Documentation/tutorial data length mistake

KamWithK · January 4, 2020, 12:05am

Hey guys,
I just started using PyTorch and have been going through a lot of tutorials/documentation recently.
I think I’ve found an error in a few places where you calculate stats like accuracy and loss.
To calculate most stats you divide some running metric by the data set’s size. There are around 3 ways I’ve found online to accomplish this (all from my experimentation so far have yielded incorrect results):

len(data_loader) - when using a batch size greater than 1, this seems to return the batch size (not what we’re looking for)
len(data_loader.dataset) - this works in some cases, however once you use a data sampler to create a dataloader which uses a smaller subset of your data this breaks down (as it doesn’t return the actual currently utilized data’s size)
len(data_loader) * batch_size - this results in a slightly off number as PyTorch adjusts the batch size when the length of the dataset you’re working with doesn’t divide perfectly with your batch size (i.e. mod isn’t 0)

What I’ve found though was that using len(data_loader.sampler) WILL return precisely what you’re looking for (length of the training/validation data by itself). Just wanted to point this out as I’ve spent a huge amount of time looking for why my loss/accuracy were always incredably small.
I’m willing to show my code if needed.

Official tutorials/documentation:
https://pytorch.org/tutorials/beginner/transfer_learning_tutorial.html - first case
https://pytorch.org/tutorials/beginner/finetuning_torchvision_models_tutorial.html - second case

ptrblck · January 4, 2020, 4:45am

Thanks for pointing this out.
If I’m not mistaken, both linked tutorials use the second approach (which would work, since no custom sampler is used).

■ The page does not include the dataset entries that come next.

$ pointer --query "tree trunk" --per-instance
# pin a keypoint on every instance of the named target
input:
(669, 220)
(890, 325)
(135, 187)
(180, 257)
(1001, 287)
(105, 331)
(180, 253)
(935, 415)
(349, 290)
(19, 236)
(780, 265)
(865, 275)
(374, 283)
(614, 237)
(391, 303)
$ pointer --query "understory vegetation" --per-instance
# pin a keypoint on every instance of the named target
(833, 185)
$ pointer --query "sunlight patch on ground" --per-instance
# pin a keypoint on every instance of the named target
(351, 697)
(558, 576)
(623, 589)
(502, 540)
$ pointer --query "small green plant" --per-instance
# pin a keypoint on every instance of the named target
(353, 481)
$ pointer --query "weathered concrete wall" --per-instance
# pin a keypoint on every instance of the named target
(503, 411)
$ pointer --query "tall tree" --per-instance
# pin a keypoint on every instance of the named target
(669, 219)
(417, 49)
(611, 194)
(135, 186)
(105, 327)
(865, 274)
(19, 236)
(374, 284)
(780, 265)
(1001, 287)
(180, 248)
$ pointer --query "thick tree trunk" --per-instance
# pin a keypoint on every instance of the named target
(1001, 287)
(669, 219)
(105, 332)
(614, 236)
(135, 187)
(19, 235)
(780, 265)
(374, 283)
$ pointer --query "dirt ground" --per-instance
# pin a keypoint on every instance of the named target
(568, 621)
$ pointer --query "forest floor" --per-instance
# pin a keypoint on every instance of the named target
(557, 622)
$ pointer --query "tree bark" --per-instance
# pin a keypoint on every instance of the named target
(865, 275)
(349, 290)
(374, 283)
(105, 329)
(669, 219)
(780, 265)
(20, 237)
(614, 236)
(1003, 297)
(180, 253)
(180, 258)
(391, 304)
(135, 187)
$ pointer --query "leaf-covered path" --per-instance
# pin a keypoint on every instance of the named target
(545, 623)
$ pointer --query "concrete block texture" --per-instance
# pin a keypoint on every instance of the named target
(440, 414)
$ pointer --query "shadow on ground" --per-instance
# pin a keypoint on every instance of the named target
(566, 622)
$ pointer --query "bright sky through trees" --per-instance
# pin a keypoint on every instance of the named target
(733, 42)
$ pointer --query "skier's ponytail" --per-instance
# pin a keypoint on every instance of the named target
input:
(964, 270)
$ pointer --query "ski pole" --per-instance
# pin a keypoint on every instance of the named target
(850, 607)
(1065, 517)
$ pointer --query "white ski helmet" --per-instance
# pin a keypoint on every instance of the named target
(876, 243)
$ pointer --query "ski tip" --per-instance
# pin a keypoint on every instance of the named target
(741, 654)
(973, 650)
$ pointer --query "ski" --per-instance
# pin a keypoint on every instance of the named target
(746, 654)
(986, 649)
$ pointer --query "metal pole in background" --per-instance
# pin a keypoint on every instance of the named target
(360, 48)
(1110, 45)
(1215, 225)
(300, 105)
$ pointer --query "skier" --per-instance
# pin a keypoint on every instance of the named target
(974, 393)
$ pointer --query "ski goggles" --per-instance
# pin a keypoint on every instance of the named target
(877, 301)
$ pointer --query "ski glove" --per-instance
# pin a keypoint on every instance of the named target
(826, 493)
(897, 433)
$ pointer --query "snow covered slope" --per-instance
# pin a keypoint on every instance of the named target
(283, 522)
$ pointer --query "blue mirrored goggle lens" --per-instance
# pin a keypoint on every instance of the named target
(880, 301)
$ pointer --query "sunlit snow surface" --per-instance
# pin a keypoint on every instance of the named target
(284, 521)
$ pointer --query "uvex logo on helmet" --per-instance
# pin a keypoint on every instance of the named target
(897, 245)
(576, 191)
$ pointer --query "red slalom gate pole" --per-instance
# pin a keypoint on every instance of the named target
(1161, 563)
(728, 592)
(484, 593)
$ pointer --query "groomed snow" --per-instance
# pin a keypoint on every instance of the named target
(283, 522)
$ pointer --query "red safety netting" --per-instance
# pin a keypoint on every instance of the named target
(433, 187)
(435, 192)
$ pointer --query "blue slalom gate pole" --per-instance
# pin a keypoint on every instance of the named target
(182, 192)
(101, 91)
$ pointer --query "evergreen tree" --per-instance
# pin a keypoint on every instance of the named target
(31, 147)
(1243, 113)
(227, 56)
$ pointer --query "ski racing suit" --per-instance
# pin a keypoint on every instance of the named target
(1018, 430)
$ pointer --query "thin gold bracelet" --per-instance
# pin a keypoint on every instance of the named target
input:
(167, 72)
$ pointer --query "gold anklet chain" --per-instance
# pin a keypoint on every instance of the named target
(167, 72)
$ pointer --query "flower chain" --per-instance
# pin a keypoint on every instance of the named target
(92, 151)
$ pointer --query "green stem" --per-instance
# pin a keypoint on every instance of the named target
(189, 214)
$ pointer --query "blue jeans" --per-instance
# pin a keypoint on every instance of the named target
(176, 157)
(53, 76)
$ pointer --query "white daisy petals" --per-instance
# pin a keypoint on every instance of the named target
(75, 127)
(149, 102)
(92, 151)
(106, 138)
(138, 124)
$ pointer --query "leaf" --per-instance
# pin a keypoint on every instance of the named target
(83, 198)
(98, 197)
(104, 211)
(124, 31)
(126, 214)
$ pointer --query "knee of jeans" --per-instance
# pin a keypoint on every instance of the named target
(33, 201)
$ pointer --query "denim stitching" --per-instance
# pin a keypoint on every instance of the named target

I’m not sure, if your suggestions would work in all use cases, e.g. using a batch_sampler.
However, I haven’t thought about all edge cases.

KamWithK · January 4, 2020, 11:09am

Not entirely sure about all cases, but I would have thought using a custom dataset/sampler would be quite common.
By the way the first link uses the first approach (just written in a slightly more generic form), I’ve copy pasted the relavent line here: dataset_sizes = {x: len(image_datasets[x]) for x in [‘train’, ‘val’]}

Is it possible to add a note or something on the tutorials/documentation to point out exceptions where the code won’t work? I feel like it would be extremely useful, seeing that this is an elusive bug to find,which can easily lead to misinterpreted stats.

ptrblck · January 5, 2020, 6:39am

Personally, I wouldn’t want to add the note into the mentioned tutorials, as they are working fine in the current state. In my opinion there are a lot of edge cases, where just copy pasting the tutorial might not work out of the box and I don’t see a custom sampler as the usual use case.

That being said, I think your suggestion would fit into the FAQ section.
Feel free to create an issue on GitHub and explain your proposal there, please.

KamWithK · January 5, 2020, 11:27am

Ok, thanks. Will do soon